DREAMERS AND WORKERS

THE dreamers sit and ponder on distant things and dim, across the skyline yonder, where unknown planets swim; they roam the starry reaches—at least, they think they do—with patches on their breeches and holes in either shoe. The workers still are steaming around at useful chores; they always save their dreaming for night, to mix with snores. They’re toiling on their places, they’re raising roastin’ ears, they are not keeping cases on far, uncharted spheres. They’re growing beans and carrots, and hay that can’t be beat, while dreamers in their garrets have not enough to eat. Oh, now and then a dreamer is most unduly smart, and shows he is a screamer in letters or in art; but where one is a winner, ten thousand dreamers weep because they lack a dinner, and have no place to sleep. There is a streak of yellow in dreamers, as a class; the worker is the fellow who makes things come to pass; he keeps the forges burning, the dinner pail he fills, he keeps the pulleys turning in forty thousand mills. The man with dreams a-plenty, who lives on musty prunes, beside him looks like twenty or eighteen picayunes.


SPRING SICKNESS

THIS is the season when the blood, according to the learned physician, is thick and flows as slow as mud, which puts a man in bad condition.

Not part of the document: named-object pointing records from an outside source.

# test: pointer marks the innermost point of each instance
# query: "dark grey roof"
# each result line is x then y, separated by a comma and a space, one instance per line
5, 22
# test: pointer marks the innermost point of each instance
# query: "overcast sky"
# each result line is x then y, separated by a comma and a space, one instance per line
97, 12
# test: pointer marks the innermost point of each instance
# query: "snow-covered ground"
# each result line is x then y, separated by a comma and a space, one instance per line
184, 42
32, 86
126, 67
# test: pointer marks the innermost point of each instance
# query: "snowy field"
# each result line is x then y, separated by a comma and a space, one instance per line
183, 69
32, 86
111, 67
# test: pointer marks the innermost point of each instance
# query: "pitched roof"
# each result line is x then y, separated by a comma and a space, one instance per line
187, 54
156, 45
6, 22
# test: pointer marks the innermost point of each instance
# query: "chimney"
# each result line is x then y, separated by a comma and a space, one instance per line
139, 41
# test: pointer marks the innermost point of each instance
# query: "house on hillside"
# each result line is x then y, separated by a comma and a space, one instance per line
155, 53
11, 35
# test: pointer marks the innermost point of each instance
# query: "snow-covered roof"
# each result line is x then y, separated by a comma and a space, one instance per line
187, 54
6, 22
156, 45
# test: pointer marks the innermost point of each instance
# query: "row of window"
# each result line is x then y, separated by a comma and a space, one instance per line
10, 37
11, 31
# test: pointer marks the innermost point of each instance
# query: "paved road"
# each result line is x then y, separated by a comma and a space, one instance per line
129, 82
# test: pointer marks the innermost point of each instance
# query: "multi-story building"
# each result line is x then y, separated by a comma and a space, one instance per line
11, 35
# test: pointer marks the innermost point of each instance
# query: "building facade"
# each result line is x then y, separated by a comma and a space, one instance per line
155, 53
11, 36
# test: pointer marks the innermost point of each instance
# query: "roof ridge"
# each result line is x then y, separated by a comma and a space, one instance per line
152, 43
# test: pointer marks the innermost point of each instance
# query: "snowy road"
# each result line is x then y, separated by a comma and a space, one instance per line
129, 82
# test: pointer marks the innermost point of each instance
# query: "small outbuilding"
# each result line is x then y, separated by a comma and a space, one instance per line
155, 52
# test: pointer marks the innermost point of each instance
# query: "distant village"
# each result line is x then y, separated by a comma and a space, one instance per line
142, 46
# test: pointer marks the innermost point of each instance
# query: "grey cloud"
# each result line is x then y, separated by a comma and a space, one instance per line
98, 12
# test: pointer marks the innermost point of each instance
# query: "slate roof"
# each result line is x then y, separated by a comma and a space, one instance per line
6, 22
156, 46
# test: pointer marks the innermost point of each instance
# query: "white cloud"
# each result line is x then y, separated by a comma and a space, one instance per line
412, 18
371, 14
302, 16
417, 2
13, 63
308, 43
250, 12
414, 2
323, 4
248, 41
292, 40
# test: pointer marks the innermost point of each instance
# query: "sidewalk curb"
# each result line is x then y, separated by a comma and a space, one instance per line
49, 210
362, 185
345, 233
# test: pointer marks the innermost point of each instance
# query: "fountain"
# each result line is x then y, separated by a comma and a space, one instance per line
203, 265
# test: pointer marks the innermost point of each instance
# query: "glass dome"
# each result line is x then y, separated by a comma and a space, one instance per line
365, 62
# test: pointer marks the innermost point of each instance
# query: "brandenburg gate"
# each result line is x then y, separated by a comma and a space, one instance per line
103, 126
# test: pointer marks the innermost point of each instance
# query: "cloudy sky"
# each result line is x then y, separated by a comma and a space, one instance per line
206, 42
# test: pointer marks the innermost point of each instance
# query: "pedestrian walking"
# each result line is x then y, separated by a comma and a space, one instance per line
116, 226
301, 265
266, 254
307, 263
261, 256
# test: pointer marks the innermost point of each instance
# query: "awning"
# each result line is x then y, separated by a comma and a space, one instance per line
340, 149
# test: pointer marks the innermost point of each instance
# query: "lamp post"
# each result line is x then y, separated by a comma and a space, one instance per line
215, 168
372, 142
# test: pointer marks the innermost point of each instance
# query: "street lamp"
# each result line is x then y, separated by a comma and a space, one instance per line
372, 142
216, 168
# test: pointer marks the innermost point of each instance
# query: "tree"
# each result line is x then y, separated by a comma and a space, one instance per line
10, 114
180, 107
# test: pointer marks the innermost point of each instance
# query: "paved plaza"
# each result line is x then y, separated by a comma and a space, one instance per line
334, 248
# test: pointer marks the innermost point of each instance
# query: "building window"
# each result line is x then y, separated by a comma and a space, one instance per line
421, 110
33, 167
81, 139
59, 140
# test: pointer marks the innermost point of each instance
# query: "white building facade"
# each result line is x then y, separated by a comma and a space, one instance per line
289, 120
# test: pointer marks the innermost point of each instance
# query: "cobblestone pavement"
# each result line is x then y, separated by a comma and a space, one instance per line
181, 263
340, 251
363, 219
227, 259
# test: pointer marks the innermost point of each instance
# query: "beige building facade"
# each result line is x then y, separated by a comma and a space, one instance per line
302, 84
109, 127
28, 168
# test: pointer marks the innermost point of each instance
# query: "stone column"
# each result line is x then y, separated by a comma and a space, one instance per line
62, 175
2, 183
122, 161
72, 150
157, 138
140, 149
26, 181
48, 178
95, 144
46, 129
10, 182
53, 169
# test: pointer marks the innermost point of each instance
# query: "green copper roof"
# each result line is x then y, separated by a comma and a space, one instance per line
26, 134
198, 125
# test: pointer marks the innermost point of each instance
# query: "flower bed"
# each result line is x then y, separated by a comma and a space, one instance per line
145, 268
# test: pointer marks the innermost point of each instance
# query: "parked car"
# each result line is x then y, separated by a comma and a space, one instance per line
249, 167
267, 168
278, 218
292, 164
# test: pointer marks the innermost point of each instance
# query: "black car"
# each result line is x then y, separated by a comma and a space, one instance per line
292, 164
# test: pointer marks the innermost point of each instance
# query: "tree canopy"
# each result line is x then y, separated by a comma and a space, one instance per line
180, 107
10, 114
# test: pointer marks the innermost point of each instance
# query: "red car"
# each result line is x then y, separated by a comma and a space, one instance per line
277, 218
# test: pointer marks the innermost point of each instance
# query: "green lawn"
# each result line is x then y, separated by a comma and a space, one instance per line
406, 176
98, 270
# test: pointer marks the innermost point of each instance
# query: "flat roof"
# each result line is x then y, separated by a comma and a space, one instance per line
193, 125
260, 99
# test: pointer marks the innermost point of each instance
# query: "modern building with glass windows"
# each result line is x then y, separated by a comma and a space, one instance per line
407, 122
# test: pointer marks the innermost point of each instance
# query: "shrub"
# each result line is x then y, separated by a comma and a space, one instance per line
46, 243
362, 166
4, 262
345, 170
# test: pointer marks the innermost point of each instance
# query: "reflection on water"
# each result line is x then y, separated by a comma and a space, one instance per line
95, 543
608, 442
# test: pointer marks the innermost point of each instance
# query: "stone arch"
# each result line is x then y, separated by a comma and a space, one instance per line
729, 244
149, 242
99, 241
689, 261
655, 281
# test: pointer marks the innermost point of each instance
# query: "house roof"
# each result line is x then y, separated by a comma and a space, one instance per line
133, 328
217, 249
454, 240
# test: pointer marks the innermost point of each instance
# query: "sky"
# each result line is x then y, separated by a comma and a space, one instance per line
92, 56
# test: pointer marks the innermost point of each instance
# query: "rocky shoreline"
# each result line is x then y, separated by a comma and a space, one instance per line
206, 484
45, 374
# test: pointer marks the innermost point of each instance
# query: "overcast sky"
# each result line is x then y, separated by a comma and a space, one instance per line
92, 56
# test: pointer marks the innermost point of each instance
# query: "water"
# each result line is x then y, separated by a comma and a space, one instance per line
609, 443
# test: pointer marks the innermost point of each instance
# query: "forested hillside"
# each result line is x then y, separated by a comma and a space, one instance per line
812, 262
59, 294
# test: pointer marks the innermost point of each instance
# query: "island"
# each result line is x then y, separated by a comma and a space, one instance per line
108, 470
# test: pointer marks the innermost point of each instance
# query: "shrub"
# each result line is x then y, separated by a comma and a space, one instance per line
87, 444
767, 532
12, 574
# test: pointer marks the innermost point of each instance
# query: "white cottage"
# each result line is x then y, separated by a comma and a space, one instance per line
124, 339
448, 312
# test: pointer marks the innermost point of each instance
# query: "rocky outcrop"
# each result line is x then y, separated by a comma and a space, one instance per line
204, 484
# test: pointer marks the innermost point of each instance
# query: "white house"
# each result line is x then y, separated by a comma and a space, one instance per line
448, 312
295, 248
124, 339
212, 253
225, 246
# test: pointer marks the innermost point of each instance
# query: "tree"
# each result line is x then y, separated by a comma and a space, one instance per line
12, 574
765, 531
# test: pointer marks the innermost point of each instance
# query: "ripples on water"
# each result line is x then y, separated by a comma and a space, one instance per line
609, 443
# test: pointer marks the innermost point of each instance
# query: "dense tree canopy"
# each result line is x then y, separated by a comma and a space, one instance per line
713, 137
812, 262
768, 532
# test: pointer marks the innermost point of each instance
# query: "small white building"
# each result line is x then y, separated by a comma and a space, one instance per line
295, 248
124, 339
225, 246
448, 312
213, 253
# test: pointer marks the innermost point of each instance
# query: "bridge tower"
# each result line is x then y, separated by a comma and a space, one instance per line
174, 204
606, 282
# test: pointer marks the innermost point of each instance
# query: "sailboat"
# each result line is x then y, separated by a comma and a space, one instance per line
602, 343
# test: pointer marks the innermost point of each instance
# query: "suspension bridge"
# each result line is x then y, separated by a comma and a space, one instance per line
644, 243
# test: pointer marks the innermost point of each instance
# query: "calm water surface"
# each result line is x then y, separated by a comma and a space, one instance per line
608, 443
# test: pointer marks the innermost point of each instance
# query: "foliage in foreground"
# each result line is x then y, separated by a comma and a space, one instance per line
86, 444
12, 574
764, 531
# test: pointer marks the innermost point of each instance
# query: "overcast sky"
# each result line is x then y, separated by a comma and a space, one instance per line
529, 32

Spring sickness is a fell disease, according to our time-worn notions, and, having it, the victim flees, to blow himself for dopes and potions. “I have to thin the sluggish stream,” he says, “which through my system passes; it’s thicker now than cheap ice cream, and flows like New Orleans molasses.” From all spring ills he’d have release, if he would tramp his potions under, and get a jar of Elbow Grease, the medicine that’s cheap as thunder. To get out doors where breezes blow, and tinker ’round to beat the dickens, would make a lot of ailments go, and thin the blood that winter thickens. Instead of taking pale pink pills which are designed for purple parties, go, plant the spuds in shallow hills, and you’ll be feeling fine, my hearties! We are too fond of taking dope, while in our easy chairs reclining, when we should shed our coats and slope out yonder where the sun is shining.